İşin kötüsü, yalan çoktan ortaya çıktı, araştırmacı gazeteci Cengiz Özakıncı adıyla, o geçmiş günlerin gazete haberleri yayınlandı. Haberlerdeki konuşma metniyle, "Atatürk dedi" denilen sözlerin arasında bir ilgi olmadığı ortaya çıkarıldı, bu gerçekler o zamandan beri biliniyor, yine de “yalan sözler” yaşıyor, “yalan” yaşatılmaya, yalan sözlere inanılmaya devam ediliyor.
Cengiz Özakıncı istediği kadar yalanı göstersin, duyanlar, akıl yürütenler, Şükrü Kaya’nın gizlenen konuşmasını okuyanlar, istediği kadar bu sözler Atatürk’ün sözleri değil, Şükrü Kaya’nın sözlerinin yıllar sonra değiştirilmiş, çarpıtılmış durumu desin, bir şey değişmiyor.
Şükrü Kaya’nın aşağıdaki sözleri, nasıl değiştirilmiş, sonra bu yalana kanıtsız, belgesiz herkes nasıl inandırılmış akıl sır erdirilecek gibi değil:
“Karşıda da bizimle harp etmiş insanların mezarlarını ve abidelerini görüyoruz. Orada yatanları da takdir ederiz.”
Yayılmacı, saldırgan düşman askerlerinin mezarları gösterilerek, “Orada yatanları da takdir ederiz.” denmesinden yıllar sonra, bu sözlerden pay çıkarmış, yalanı bu temel üstüne kurmuş olmalılar.
Bu sözlerden sonra denilenler şunlar ve nasıl değiştirilmiş, bir düşününüz.

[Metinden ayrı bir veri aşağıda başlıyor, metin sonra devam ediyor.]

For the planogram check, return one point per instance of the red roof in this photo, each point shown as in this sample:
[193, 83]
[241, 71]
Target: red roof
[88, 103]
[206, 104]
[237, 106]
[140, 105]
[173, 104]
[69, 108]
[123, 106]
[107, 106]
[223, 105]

“Medeniyet tarihi yarın karşı karşıya yatanlardan hangisinin fedakârlığını daha haklı ve daha insani bulacak ve daha ziyade takdir edecektir. Tecavüz etmiş olanların abidelerini mi, yoksa vatanını müdafaa eden kahramanların hâlâ el uzatılmamış mukaddes taş ve toprak halinde bırakılmış olan bu izleri, bu kahraman izlerini mi? Kat’i hükmü medeni beşeriyetin insani takdirine emniyetle bırakabiliriz.”
Kısaca, burada Şükrü Kaya, karşı karşıya yatanlardan hangisinin fedakârlığını uygarlık tarihi daha insani bulacak, takdir edecek, bunu geleceğe bırakıyoruz, demiş. Şu ayrımı yaparak, bu tuhaf sorunun yanıtını zaten orada vermiş:
“Tecavüz edenleri mi, vatanını müdafaa eden kahramanları mı?”
Susarsak, bu sözleri bilerek, bilmeyerek yayanları eleştirmezsek, uyarmazsak yalanı duymayanları, bu yalan yayılmaya devam edecek. Hiç bitmeyecek. Unutulmasın:
Yalancıdan it yeğ.” demiş atalarımız…
Bu yalandan dönelim!
Feza Tiryaki, 26 Nisan 2022
Yazıya ek:
Mustafa Kemal Atatürk Anlatıyor:
"Biz, bir kişinin kahramanlığıyla ilgilenmiyoruz. Size, Bombasırtı olayını anlatmam gerekiyor.
Karşılıklı siperler arasında sekiz metre uzaklık var. Ölüm muhakkak. Birinci siperdekilerin hiçbiri kurtulamıyor, vurulup düşüyor. İkinci siperdekiler hemen onların yerini alıyor. Fakat, ne kadar özenilecek bir inançla biliyor musunuz? Öleni görüyor, öleceğini biliyor ve hiç çekinmiyor, sarsılmıyor. Okumayı bilenler ellerinde Kur'anı Kerim, bilmeyenler dillerinde Kelimei şehadet ile yürüyorlar. Bu, Türk askerlerindeki ruh kuvvetini gösteren hayrete ve tebriğe değer bir örnektir. Emin olmalısınız ki, Çanakkale Savaşı'nı kazandıran bu yüksek ruhtur.